Em decisão unânime, a Corte Especial do STJ homologou sentença estrangeira do Paraguai que indeferiu mandado de segurança impetrado pela Cymi do Brasil. A empresa tentava reverter sua inabilitação em procedimento licitatório internacional.

Em ação contra a Itaipu Binacional, a Cymi alegou fraude na concorrência realizada para a execução de linhas de transmissão de energia no Paraguai. A sentença estrangeira, no entanto, concluiu que houve a aplicação estrita do edital, sem qualquer violação ao princípio da igualdade.

Na contestação da sentença perante o STJ, a Cymi questionou a metodologia utilizada pela comissão de licitação para inabilitar o consórcio do qual ela fazia parte. Alegou que os documentos estrangeiros não teriam sido autenticados por autoridade consular brasileira e que a sentença paraguaia não havia transitado em julgado. Além disso, afirmou ter movido no Brasil ação a respeito do mesmo tema, ainda em curso.

Mérito

O relator, ministro Felix Fischer, não acolheu a argumentação da empresa.
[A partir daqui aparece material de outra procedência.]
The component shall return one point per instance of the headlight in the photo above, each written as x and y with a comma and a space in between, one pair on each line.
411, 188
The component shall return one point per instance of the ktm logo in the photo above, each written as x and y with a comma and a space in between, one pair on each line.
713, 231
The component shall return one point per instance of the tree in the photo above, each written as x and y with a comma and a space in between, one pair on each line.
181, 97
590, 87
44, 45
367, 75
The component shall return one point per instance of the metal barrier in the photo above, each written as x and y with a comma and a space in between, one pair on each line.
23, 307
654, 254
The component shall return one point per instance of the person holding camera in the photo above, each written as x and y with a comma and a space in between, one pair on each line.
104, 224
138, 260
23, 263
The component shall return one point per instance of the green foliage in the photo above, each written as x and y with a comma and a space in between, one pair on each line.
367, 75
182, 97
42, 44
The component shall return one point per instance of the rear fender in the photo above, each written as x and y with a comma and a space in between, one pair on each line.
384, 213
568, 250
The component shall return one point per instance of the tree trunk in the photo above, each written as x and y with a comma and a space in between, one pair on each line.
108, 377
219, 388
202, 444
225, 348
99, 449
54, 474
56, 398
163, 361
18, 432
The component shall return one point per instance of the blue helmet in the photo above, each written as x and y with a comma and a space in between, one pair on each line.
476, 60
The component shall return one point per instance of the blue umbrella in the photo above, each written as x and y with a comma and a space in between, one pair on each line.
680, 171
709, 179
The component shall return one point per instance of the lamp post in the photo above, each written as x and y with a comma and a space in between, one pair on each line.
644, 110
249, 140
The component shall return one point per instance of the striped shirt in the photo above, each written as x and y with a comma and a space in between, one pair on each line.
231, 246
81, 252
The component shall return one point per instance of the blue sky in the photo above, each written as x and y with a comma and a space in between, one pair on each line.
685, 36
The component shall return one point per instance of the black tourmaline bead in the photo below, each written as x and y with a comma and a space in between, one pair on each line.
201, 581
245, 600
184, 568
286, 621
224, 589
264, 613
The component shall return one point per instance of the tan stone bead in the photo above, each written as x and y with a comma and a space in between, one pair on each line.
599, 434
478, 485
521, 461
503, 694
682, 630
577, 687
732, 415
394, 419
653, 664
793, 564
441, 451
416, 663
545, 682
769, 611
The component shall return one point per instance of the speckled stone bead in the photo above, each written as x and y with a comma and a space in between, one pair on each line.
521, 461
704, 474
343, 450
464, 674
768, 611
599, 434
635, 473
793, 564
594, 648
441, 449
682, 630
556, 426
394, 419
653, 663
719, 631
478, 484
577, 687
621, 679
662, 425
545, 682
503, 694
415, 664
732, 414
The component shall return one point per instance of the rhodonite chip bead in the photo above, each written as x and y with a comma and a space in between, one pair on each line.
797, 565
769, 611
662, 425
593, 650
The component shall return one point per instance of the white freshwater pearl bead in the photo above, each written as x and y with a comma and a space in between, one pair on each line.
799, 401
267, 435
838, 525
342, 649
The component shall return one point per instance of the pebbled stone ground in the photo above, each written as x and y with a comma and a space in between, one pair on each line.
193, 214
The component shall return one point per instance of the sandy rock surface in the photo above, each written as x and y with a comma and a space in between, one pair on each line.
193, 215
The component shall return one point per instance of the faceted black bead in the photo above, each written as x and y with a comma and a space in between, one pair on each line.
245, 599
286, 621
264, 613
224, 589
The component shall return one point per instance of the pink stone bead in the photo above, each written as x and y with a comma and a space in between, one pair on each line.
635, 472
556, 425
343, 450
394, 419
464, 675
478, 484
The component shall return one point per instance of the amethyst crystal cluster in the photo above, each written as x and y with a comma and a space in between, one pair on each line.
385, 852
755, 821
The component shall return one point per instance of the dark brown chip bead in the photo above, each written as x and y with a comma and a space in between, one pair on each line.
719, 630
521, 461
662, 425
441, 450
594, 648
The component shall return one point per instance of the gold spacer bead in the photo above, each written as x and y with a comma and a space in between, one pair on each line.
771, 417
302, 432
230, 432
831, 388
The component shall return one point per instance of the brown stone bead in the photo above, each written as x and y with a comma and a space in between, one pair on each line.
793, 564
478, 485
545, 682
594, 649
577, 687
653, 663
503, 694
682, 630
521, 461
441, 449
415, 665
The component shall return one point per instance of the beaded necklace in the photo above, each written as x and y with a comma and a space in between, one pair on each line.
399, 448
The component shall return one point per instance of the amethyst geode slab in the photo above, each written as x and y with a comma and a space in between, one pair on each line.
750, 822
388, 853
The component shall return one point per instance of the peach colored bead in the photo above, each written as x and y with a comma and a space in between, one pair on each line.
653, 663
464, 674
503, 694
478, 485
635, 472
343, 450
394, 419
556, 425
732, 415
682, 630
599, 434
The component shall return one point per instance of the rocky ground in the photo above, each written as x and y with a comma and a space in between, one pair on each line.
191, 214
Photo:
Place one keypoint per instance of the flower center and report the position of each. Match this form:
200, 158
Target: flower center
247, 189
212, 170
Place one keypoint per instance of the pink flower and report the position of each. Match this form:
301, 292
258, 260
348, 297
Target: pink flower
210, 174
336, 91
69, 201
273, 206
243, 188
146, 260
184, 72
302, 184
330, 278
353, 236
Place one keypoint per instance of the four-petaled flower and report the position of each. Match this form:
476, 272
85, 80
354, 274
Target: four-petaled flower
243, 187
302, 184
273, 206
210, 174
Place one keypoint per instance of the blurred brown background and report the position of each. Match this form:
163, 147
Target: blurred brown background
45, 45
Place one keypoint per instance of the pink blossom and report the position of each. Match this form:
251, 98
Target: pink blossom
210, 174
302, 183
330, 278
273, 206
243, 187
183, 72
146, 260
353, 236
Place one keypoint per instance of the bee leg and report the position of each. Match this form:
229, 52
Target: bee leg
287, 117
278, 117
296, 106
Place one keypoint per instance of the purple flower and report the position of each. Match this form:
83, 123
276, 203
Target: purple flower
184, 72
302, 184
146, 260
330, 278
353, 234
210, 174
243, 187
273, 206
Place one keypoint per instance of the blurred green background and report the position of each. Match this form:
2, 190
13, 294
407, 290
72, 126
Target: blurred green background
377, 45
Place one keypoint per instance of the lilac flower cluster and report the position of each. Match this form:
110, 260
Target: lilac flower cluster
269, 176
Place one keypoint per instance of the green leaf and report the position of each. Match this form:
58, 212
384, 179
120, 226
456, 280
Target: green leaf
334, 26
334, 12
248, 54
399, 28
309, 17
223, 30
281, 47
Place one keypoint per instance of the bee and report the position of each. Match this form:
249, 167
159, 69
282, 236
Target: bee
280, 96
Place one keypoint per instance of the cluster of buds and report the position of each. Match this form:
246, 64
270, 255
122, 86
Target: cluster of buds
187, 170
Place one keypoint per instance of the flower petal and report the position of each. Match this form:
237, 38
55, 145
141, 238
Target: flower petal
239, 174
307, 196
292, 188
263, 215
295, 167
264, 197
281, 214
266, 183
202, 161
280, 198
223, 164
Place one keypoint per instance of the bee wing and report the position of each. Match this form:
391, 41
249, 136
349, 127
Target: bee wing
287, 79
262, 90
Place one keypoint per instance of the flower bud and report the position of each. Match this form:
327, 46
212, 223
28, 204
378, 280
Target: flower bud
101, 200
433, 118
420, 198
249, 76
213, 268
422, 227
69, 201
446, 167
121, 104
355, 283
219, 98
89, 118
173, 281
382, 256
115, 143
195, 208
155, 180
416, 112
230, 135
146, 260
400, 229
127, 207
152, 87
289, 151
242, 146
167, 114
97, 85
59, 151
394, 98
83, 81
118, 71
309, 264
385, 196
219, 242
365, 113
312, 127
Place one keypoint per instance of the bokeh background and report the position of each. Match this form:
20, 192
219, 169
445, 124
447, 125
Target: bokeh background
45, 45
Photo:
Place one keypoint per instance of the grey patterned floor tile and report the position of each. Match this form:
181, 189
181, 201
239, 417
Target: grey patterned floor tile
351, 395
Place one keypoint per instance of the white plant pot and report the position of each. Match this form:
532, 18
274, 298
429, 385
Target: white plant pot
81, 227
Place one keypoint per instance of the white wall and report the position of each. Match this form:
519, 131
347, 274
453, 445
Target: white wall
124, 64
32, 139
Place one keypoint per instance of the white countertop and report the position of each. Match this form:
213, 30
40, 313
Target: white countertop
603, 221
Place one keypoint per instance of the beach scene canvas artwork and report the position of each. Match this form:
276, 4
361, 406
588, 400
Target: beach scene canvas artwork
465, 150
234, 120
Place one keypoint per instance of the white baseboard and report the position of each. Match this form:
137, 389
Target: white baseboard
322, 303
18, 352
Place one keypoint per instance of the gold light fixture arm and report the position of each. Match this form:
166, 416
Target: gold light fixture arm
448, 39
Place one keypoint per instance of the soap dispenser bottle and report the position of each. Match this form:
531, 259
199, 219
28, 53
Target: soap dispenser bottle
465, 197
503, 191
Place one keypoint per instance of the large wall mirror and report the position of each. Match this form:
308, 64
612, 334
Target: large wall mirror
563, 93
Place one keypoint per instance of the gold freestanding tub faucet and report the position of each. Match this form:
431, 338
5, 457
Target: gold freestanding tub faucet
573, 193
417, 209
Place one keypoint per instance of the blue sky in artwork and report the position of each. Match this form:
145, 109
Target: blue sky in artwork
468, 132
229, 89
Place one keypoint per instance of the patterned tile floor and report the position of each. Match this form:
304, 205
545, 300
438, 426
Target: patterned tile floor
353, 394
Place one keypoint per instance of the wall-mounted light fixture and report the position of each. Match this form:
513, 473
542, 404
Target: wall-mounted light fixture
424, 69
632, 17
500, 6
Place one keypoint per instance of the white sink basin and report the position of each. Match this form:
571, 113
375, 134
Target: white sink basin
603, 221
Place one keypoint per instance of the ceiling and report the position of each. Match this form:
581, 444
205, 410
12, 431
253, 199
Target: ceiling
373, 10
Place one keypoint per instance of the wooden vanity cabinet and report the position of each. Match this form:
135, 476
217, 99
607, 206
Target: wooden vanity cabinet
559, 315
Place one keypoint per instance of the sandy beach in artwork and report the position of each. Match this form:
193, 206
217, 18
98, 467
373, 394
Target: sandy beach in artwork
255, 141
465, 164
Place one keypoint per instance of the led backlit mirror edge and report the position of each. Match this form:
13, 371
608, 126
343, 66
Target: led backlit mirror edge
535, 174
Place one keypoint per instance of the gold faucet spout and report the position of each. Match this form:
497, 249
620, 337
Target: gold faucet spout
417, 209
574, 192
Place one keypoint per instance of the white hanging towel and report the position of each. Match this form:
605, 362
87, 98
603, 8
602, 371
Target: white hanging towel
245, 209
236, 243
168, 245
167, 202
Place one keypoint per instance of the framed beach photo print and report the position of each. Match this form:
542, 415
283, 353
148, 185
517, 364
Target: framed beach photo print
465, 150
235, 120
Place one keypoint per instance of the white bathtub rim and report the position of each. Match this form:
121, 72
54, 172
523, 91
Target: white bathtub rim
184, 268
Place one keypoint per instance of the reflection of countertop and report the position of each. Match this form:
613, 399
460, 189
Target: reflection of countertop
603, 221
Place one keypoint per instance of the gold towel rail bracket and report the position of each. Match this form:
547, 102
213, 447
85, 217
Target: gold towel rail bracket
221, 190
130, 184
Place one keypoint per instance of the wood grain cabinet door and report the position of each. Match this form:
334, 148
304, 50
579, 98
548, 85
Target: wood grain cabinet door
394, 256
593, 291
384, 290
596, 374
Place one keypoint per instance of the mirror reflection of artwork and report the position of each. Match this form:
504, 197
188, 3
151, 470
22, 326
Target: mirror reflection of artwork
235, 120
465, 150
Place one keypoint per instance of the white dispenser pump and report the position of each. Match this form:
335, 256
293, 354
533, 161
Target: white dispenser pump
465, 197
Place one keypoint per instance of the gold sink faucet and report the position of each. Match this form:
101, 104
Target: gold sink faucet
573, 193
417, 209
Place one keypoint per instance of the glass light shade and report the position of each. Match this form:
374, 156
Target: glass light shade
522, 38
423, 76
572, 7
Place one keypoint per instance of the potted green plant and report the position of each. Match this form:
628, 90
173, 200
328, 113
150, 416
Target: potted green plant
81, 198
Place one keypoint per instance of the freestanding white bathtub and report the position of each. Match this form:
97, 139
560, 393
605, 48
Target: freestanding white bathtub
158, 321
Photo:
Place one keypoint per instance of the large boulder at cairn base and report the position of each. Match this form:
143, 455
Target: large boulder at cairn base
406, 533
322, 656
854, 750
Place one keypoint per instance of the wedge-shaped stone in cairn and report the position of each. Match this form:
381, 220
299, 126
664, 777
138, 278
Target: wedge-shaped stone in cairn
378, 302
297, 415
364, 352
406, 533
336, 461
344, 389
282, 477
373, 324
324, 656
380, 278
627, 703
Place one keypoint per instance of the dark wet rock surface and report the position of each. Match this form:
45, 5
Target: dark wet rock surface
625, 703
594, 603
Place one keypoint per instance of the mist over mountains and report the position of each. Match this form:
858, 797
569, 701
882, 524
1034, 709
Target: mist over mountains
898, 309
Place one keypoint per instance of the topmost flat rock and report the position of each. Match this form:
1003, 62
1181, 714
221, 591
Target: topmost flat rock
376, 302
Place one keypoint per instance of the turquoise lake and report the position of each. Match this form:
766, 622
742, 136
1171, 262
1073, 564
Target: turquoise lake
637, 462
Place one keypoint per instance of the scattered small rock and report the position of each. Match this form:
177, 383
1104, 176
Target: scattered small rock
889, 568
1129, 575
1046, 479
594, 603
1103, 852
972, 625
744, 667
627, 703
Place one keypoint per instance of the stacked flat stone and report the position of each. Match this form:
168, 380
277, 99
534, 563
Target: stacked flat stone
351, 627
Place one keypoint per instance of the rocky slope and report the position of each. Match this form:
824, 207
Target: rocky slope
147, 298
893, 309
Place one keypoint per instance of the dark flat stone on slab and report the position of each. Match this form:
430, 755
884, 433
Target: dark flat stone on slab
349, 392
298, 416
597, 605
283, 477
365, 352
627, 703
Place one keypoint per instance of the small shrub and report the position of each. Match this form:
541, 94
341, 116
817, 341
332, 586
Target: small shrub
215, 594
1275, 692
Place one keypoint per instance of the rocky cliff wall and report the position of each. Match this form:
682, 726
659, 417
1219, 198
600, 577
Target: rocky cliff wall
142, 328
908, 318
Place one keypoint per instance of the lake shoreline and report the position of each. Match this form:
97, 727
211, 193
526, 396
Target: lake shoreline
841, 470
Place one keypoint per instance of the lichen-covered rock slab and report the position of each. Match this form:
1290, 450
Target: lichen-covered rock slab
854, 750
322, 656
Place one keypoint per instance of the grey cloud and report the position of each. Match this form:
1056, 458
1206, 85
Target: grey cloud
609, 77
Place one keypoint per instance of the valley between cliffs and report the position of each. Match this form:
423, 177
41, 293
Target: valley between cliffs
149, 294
Em relação aos supostos vícios apontados na licitação, Fischer entendeu pela impossibilidade de apreciação do mérito da sentença, com base no artigo 216-H do Regimento Interno do STJ (RISTJ).

“No processo de homologação, não se permite ao STJ adentrar o mérito da sentença estrangeira a fim de discutir se aquele julgado solucionou acertadamente a questão discutida nos autos.”

Quanto à legalidade da autenticação, o ministro observou que a documentação apresentada pela Itaipu Binacional atendeu a todos os requisitos elencados nos artigos 216-C, 216-D e 216-F do RISTJ.

Decisão irrecorrível

Fischer também afastou qualquer ilegalidade em relação à alegada não ocorrência de trânsito em julgado da decisão paraguaia por não ter sido apresentado em modelo equivalente às exigências processuais brasileiras.

“A jurisprudência desta corte é uníssona no sentido de que a irrecorribilidade das decisões estrangeiras poderá ser comprovada por qualquer meio, mesmo que diverso do exigido pela processualística pátria.”

Sobre a ação em curso no Brasil, Felix Fischer invocou os artigos 88 e 90 do CPC para afirmar que “a existência de idêntica ação proposta perante a Justiça brasileira não obsta o procedimento de homologação, por se tratar de competência concorrente”.

O ministro acrescentou que, não havendo o trânsito em julgado da ação nacional, não há impedimento para a homologação da sentença estrangeira, “que poderá ser deferida, desde que cumpridos os requisitos necessários, como é o caso dos autos”.